I have a lot of time off banked up at work, I took 2 weeks and I can always call in and arrange to be gone longer if necessary. Of course, the plan is to quit the job and move up here.
Pulling off the hiking boots I wore today and then peeling off my socks and jeans, I frown.
The plan is to move here. Into this house. With Barrett. To live with him and marry him and start a family with him. That's a future that suddenly feels much farther away than it did this mo
rning.
Barrett may be a gentleman, and that's all well and fine, but a long, Victorian style courtship is not what I had in mind.
While I brush my teeth and get ready for bed, I think about the big picture. This is pretty much our first date. 2 weeks of first date. I'd say it's already safe to say that Barrett and I get along fine-- as friends-- but what about the rest?
What about the money issues and how we intend to rear children?
Oh for fuck sake, Dorthy, I glare at the woman looking back at me from the mirror as I finish brushing my teeth, out with it! What about the sex?
Is it going to be awkward? Is it going to be good? Is it going to be gentle? Or rough? Gulp. That man is huge, he outweighs me by at least twice.
I'm not so naive as to not understand the way things work. I've never been with a man as big as Barrett, but I've been with men who were over 6 feet tall. I understand how bodies fit together despite the difference in sizes.

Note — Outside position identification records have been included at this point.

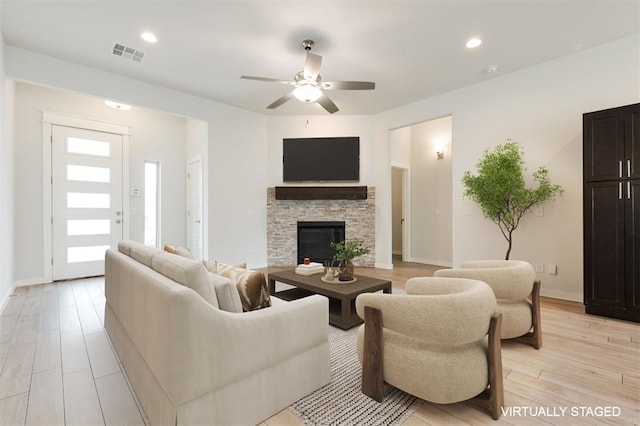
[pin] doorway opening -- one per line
(421, 192)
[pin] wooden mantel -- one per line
(321, 192)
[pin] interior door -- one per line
(87, 210)
(194, 208)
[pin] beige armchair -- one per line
(432, 342)
(517, 292)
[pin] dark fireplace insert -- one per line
(315, 238)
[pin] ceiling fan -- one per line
(308, 85)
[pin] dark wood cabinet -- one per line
(612, 212)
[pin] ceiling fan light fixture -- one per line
(307, 93)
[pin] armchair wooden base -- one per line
(534, 337)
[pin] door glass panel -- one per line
(88, 200)
(88, 147)
(88, 227)
(85, 254)
(88, 173)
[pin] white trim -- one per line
(203, 215)
(563, 295)
(6, 298)
(383, 265)
(49, 119)
(84, 123)
(30, 282)
(406, 210)
(432, 262)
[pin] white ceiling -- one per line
(412, 50)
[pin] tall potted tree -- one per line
(499, 188)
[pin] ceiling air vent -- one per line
(127, 52)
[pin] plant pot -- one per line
(346, 270)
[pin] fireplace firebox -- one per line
(315, 238)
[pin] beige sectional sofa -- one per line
(190, 360)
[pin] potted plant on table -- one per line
(346, 251)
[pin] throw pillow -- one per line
(226, 292)
(169, 249)
(222, 268)
(181, 251)
(252, 287)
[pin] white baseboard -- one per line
(383, 265)
(563, 295)
(5, 299)
(433, 262)
(31, 281)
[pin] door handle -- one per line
(619, 190)
(620, 168)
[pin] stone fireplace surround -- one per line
(283, 217)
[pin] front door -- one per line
(86, 200)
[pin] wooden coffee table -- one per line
(342, 296)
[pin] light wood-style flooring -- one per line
(57, 365)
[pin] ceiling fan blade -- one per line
(268, 80)
(312, 66)
(348, 85)
(281, 100)
(327, 104)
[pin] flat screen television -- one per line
(321, 159)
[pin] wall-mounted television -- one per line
(321, 159)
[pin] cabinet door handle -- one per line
(619, 190)
(620, 168)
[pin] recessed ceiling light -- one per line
(149, 37)
(473, 43)
(117, 105)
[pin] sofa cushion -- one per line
(252, 287)
(179, 250)
(187, 272)
(143, 254)
(124, 246)
(226, 293)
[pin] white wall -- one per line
(7, 146)
(396, 209)
(541, 107)
(197, 147)
(431, 197)
(237, 147)
(154, 136)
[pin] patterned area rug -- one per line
(341, 402)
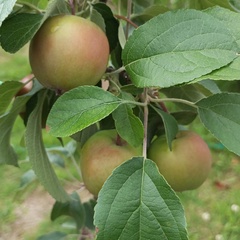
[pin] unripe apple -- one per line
(100, 155)
(68, 51)
(28, 84)
(187, 166)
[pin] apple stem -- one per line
(119, 141)
(72, 6)
(145, 122)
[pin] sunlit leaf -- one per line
(136, 203)
(37, 153)
(177, 47)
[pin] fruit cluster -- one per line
(70, 51)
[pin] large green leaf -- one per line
(128, 125)
(220, 113)
(231, 20)
(6, 7)
(80, 108)
(136, 203)
(177, 47)
(37, 153)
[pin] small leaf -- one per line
(55, 7)
(207, 87)
(220, 113)
(6, 7)
(170, 125)
(177, 47)
(136, 203)
(37, 153)
(80, 108)
(111, 23)
(72, 208)
(89, 213)
(128, 125)
(18, 29)
(7, 92)
(7, 153)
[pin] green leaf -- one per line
(177, 47)
(55, 7)
(190, 92)
(220, 113)
(170, 125)
(72, 208)
(128, 125)
(37, 153)
(89, 213)
(18, 29)
(207, 87)
(7, 153)
(6, 7)
(111, 23)
(202, 4)
(7, 92)
(53, 236)
(230, 20)
(80, 108)
(184, 117)
(136, 203)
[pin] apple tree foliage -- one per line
(185, 52)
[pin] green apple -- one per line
(187, 166)
(68, 51)
(27, 85)
(100, 155)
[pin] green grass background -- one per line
(212, 211)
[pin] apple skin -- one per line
(28, 85)
(187, 166)
(100, 155)
(68, 51)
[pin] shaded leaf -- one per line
(184, 117)
(203, 4)
(136, 202)
(128, 125)
(7, 92)
(111, 23)
(6, 7)
(72, 208)
(220, 113)
(177, 47)
(170, 125)
(80, 108)
(53, 236)
(18, 29)
(37, 153)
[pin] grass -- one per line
(212, 211)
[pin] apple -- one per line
(27, 85)
(100, 155)
(68, 51)
(187, 166)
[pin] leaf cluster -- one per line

It's still so intimidating to think of being with him. It's also so exciting. Something about him gets to me, makes my breath come harder and my heart pound faster when I look at him or when I catch him looking at me.
If I pretended I didn't want him I'd be lying.
And lying about wanting the man that's burning up my thoughts as I slip under the covers of my very nice-- and very lonely-- bed in the guest room of what's supposed to be my own house, is a hard thing to do when I can't help but let my own fingers wander down my body and think of what it will feel like when those fingers are his.
Barrett's room is upstairs at the other end of the hall way, so I don't worry about him hearing me when I softly call out his name as I let my imagination run away with me and drive myself over the edge but as I drift into a peaceful sleep I can't help but wonder what he'd have done if he had heard.